Portfolio Turnover Rate
- A Simple measure of potential taxation, but not usually the best measure of tax efficiency.
- Measures how often assets or investments in a fund or portfolio are bought and/or sold within a specific time period.
- Calculated by dividing the net assets or invsts bought and sold by the portfolio value.
Capital Gains Realization Rate
- The percentage of the fund’s net unrealized capital gains that the manager chose to realize.
- CGRR = CGDIST/GAINSTOCK
Relative Wealth Measure
*The higher the better, zero indicates little tax impact
RWM = [(R(at)-R(bt))/(1+R(bt)) x 1,000
- RWM works in all kinds of markets
- RWM is usually negative but can be positive if realized losses and/or applicable deferred losses are included.
Consultant Capture Ratio
- Captures the % of return that taxable investors retain.
CCR = after-tax return / before-tax return
- Works well in smooth, upward-trending markets.
Accountants Ratio
- Equals the ratio of short-term capital gains realized to total capital gains realized.
Alternative Investments - Benefits and Risks
- Potential Benefits = diversification, hedging, performance, innovation, leverage, etc.
- Risks/Disadvantages = Lock-up periods, high fees, taxes, lack of tranparency, reporting standards, less regulation, risk of total loss, leverage, volatility, illiquidity.
Contango & Backwardation
*If asked about this on the test, the information below should be all we need to know.

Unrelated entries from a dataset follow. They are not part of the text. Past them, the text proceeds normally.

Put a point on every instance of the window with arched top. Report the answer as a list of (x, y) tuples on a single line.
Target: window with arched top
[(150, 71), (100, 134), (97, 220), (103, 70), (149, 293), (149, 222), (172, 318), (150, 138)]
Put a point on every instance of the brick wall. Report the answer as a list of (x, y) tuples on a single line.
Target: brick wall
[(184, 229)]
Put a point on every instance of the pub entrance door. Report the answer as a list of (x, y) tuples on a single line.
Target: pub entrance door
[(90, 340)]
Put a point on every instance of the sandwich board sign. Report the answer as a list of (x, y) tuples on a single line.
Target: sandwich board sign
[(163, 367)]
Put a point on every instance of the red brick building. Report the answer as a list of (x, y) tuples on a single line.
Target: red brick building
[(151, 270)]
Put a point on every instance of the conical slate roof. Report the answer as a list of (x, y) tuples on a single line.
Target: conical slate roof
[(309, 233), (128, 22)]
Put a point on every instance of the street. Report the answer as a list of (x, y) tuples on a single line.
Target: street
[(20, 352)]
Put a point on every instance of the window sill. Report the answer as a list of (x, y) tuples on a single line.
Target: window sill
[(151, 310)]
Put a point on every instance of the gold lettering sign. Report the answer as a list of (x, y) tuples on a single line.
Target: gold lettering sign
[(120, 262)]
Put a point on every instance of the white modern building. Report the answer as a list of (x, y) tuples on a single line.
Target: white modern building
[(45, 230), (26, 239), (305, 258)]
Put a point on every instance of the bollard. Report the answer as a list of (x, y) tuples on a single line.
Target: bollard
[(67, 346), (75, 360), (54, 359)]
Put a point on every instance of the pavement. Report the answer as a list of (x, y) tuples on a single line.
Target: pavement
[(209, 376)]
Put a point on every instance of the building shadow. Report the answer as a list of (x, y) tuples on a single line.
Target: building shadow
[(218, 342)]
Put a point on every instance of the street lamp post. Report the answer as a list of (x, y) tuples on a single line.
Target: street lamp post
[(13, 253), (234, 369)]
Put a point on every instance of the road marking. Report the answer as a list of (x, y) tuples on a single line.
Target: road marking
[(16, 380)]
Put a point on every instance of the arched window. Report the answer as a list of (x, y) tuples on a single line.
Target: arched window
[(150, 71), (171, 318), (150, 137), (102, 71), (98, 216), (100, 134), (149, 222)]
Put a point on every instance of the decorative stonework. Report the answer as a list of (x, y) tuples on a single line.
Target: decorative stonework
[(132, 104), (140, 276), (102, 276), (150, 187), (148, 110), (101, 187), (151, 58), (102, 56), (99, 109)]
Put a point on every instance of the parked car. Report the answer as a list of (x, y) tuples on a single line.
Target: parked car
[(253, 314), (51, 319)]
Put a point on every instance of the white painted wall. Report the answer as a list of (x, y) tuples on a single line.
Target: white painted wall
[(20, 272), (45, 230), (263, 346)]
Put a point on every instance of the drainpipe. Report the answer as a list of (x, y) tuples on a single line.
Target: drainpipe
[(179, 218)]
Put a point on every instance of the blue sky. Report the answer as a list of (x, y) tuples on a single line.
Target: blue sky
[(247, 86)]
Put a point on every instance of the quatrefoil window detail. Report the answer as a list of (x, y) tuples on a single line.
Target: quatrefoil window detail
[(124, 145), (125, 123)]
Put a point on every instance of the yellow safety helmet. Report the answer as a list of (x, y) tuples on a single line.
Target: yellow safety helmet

- Backwardation is desirable for investors who are “net long”
- Backwardation occurs when futures prices are lower than spot prices.
- Backwardation indicates short supply
- Contango occurs when futures prices are higher than spot prices.
- Contango indicates immediate supply.
The J-Curve Concept
The “j-curve” concept relates to the expectation that for some investments, such as priate equity, there are negatives cash flows for several years before leading to positive cash flows in later years.
“Vintage Year” Concept
- Vintage year refers to the first (initial) year of investment.
- Analysis is common for venture capital projects and other private equity investments as well as real estate.
Master Limited Partnerships “MLPs”
- Type of limited partnership that is traded on a public exchange. LPs typically provide the investments and general partners typically manage operations.
- Requirements that 90% of cash flow comes from the real estate, commodities, or natural resources.
- Many MLPs are not appropriate for tax-deferred accounts because of UBTI and other tax related issues.
Hedge Fund Performance - Backfill bias
- Hedge funds report returns only if they choose to, and they may do so only when their prior performance is good.
Hedge Fund Performance - Survivorship bias
- Failed funds drop out of the database
- Hedge fund attrition rates are more than double those for mutual funds.